Primarily shot in the Mediterranean resort city of Benidorm, the film plays its sunlit, tourist-facing iconography against a story driven by loss, responsibility and second chances.
González-Sinde adapts her own novel “Después de Kim” and anchors the film in its characters. On steering the story from a bruising starting point toward an ending that leaves the possibility of repair, she argues: “I always had the ending of the film very clear in my mind. I believe in human beings and in their capacity to rebuild by leaning on others.”
That conviction dovetails with her approach to writing: “I usually write with a very clear beginning in mind — a character with certain weaknesses, a conflict that puts them to the test, and an ending whose visual, moral and dialogue details I usually know.” The challenge is getting there: “The hard part is how to get to that ending — that’s the mystery of writing.”

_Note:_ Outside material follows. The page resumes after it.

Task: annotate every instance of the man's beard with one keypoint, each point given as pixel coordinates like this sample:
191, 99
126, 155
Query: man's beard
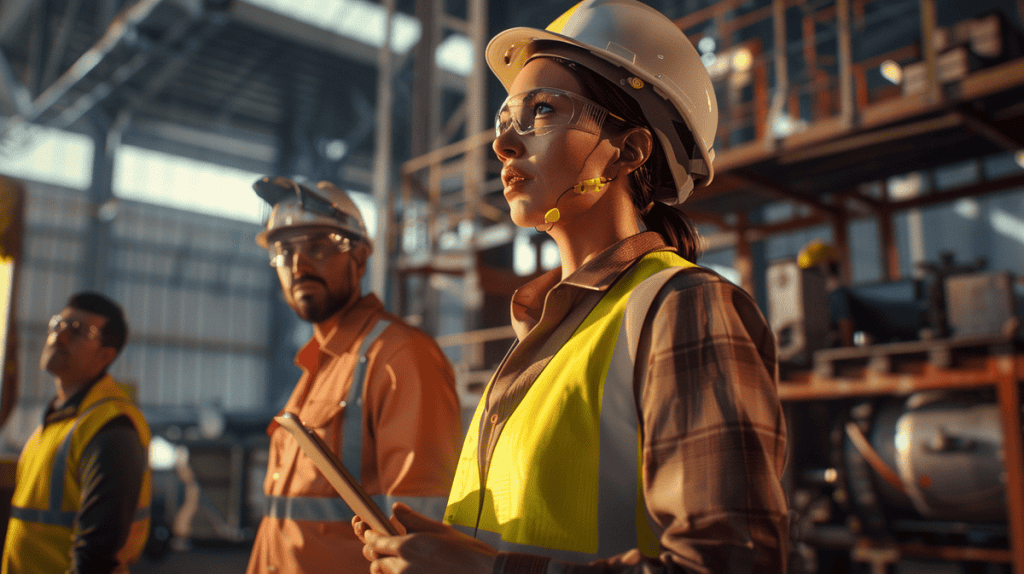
314, 312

González-Sinde has a dual track record as screenwriter and director, winning the 1998 Goya for best original screenplay for “La buena estrella” and the 2004 Goya for best new director for “La suerte dormida.” “Blue Lights of Benidorm” extends that adult audience targetig drive, using the crime thread to keep the narrative moving, while the character dynamics carry the film’s real weight.

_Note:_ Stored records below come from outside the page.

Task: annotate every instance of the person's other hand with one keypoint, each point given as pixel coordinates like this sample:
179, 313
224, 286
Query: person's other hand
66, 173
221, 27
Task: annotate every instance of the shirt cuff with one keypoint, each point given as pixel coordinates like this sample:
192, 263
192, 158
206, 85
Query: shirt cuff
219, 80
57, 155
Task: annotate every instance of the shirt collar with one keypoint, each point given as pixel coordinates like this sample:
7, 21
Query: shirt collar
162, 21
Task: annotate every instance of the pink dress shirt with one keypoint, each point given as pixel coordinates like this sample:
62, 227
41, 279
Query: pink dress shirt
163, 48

The film toplines Goya-winning Adriana Ozores (“La suerte dormida,” “Los pequeños amores”) opposite acclaimed Argentine actor Darío Grandinetti (“Talk to Her,” “Rojo”), with Gloria March, Kevin Brand and Roger Aranda also in the cast, plus a special participation by musician Christina Rosenvinge.
González-Sinde said she avoided writing for specific names: “I never usually write with specific actors or actresses in mind. It often happens that they’re not available, and having to break out of that mold you have in your head becomes a drawback.”
What matters most is what performers bring: “Great actors can take the characters onto their own turf and make them theirs, and that, for me, enriches the result.” The commercial logic, she says, is a producer concern: “Producers are the ones who think about the commercial side of a name.”
“For me the main thing is the quality and depth of the work — especially for the kinds of stories I tend to tell, which are character-driven and carry a significant psychological weight.”
In this case, she added, the pairing gained an extra dimension: “It was a stroke of luck that Darío and Adriana also clicked in the way they approached the acting work. They didn’t know each other, and it’s the first time we’re seeing them together.”
For international buyers, González-Sinde points to Benidorm’s built-in recognizability — and the mythology that travels with it. “Benidorm as a setting sparks curiosity and interest,” she argued. “I’ve been coming to the city for decades, I have a home very nearby, and I know it’s a very recognizable name across Europe.
Beyond the name, the place already exists as an idea, she says. “There’s a myth around Benidorm, and people — whether they’ve been there or not — have their own idea of Benidorm.”
She also sees the film’s emotional dynamics as widely shared: “Many viewers can identify with these characters who go from being very distant to forming new ties, because our relationships as couples have been very different from those of earlier generations: divorces, separations.…” She added: “The relationship with children is also different; they often live in other countries that we know little or nothing about, as happens to the protagonists.”
“Blue Lights of Benidorm” is backed by Spanish public broadcasters RTVE and À Punt, as well as Spain’s ICAA and Valencia’s Institut Valencià de Cultura. Karma Films will release the film theatrically in Spain, with a planned bow on April 24.